I feel like there was something else I’d stuck away in a nook to write about.  I’m about to start the movie but there’s this nagging sensation of forgetting.  I built Fort Pepper.  Or, as I think I’m going to sign it “Frt. Peper.”  I don’t *think* I’m actually disabled, but I don’t mind if the neighbors believe otherwise. It’s sort of an image I’m cultivating by disturbing the peace on holy days for completely white trash reasons.

I have already ruined the quiet late on a Christmas Eve when I got a box truck stuck in the mud in my backyard, and after much pointless revving and thrashing had to park our jeep across the road, bracing the front tires on the curb, while we winched it out. 

And then there was the Thanksgiving Dinner that I got obsessed with using an angle grinder to roll back our fenders so we wouldn’t cut up our new tires on the wheeling trip we were starting the next day.  Are these things considered “boundaries” for people? 

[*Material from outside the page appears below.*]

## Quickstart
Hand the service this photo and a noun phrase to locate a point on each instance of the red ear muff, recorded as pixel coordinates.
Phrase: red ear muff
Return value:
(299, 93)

Like, is there something internal that stops you from doing things like this on special days or whatnot?  Is it some sort of filter?  Is it the same one that stops you from hurling fashion advice at pedestrians out of car windows?  There’s so much I don’t understand.  Like, why are there 3 bongs and a glass smoking skull on this table?  I’m going to clean a couple of these and then put them away before the movie.